There’s a replay of the Moto2 on. Valentino blinks at it, reluctant to devote any real attention that way, not when he knows it isn’t long before Luca makes some disparaging comment, dagger concealed or otherwise.
But when Luca finally speaks its to say, “Álex Márquez is calling me,” which is arguably worse than whatever pro-Marc, anti-Valentino sentiment he’d been cooking up.
“If you answer, I will leave,” Valentino snarls, eyes darting to Luca’s mild expression, which contorts into something nasty as he lifts the phone to his ear.
“Álex, hello,” he murmurs, voice low, as if to be apologetic, rather than quiet. His eyes drift the length of the motorhome, skirting Valentino in a thoughtful blink. Valentino doesn’t leave. Too curious, too contrary, and incapable of embarrassment regarding these characteristics. Luca purses his lips, but doesn’t give anything away. Valentino has always found him difficult to read.
The call goes in short noises and nods, and then Luca says, “Okay. I am glad to hear that. Mm. I’ll let him know, yes. Ciao.”
He drops the phone away from his ear and stares down at it.

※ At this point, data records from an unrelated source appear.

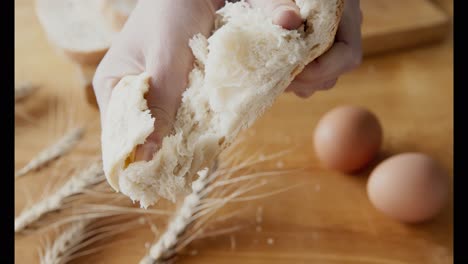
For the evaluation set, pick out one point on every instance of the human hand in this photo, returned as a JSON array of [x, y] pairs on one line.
[[155, 39], [342, 57]]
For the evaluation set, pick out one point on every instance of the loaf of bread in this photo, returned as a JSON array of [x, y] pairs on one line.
[[239, 71], [77, 28]]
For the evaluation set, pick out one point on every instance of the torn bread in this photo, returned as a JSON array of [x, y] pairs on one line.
[[239, 71], [77, 28]]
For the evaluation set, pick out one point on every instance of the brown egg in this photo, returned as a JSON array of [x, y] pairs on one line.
[[409, 187], [347, 138]]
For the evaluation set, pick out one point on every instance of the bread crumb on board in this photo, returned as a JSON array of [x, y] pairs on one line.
[[270, 241], [259, 216], [233, 242], [279, 164]]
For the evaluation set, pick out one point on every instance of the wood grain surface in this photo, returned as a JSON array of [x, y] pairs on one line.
[[397, 24], [328, 219]]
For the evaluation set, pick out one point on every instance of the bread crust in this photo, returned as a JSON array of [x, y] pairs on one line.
[[202, 128]]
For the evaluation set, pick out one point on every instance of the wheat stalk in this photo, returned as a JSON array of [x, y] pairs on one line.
[[23, 90], [82, 234], [79, 182], [206, 198], [59, 148]]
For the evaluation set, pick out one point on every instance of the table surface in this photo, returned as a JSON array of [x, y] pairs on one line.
[[329, 218]]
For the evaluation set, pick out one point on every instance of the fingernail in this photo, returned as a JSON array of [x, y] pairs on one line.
[[146, 151]]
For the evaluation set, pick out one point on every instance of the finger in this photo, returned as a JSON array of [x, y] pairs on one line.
[[110, 70], [284, 13]]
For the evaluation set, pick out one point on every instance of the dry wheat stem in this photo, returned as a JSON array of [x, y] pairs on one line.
[[23, 90], [204, 201], [60, 148], [83, 179], [84, 233]]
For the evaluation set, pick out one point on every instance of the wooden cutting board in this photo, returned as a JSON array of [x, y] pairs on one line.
[[397, 24], [327, 220]]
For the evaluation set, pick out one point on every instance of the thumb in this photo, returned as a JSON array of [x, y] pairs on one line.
[[284, 13]]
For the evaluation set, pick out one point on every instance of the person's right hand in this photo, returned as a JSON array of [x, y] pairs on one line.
[[155, 39]]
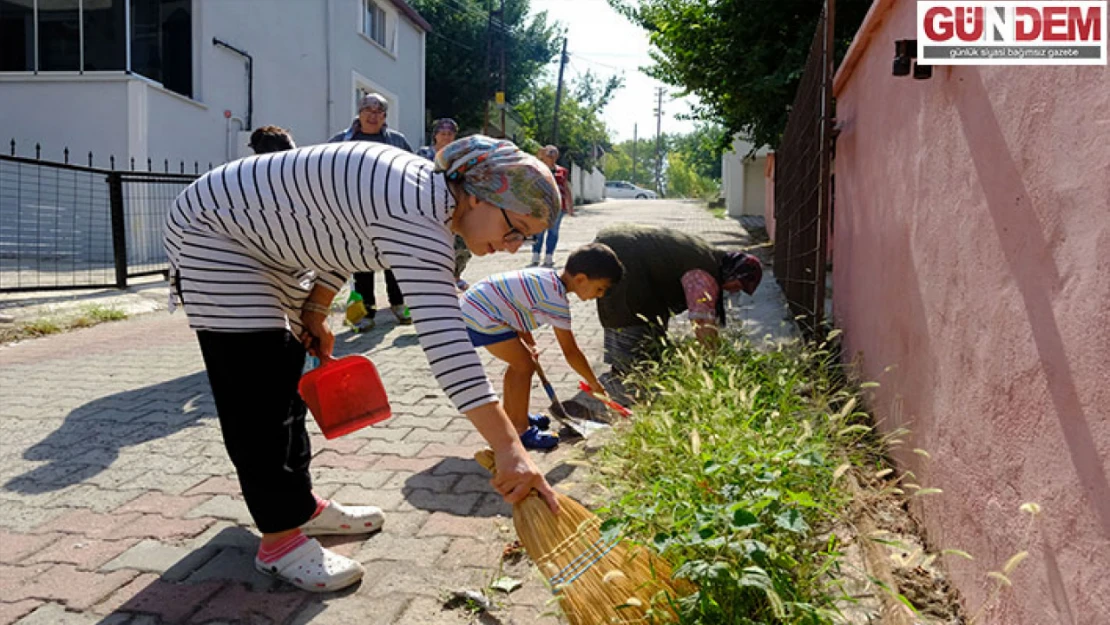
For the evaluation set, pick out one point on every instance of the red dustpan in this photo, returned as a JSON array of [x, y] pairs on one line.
[[345, 394]]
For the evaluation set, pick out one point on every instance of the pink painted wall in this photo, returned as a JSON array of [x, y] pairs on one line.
[[972, 256], [769, 195]]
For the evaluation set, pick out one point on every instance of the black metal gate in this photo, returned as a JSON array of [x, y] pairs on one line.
[[803, 173], [72, 227]]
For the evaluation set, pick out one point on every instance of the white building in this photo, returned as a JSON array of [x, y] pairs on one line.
[[169, 79], [743, 181]]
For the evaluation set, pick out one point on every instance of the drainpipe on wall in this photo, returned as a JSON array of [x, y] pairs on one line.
[[226, 134], [250, 77]]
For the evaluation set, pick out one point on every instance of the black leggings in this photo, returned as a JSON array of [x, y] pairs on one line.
[[364, 285], [254, 376]]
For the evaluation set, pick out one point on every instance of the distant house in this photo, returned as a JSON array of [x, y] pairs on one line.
[[743, 180], [187, 80]]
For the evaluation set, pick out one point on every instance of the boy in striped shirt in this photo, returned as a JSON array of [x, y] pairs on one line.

“Well?” Valentino prompts, head beginning to ache again. The match burns between his eyes, blinding.
“Marc is fine,” Luca says, still soft. Softer than he usually is when they’re together.
Valentino doesn’t flinch. His teeth don’t click against each other, muscles twitching involuntarily. He stays still, unmoving and uncaring. Really.
“He called just to tell you that?”
Luca’s chest sags like a sudden weight has been roped around him.
“No. Marc — Marc asked him to tell me. To tell you.”
Marc.
To tell you.
Marc asked him.
Valentino thinks he must make a sound — something ripped out, harsh and barking. Luca’s face creases.
“Vale,” he begins, sounding more exhausted than he has any right to, but Valentino is standing, faster, and slipping out the door before he can hear anything else that makes him feel like he's dying.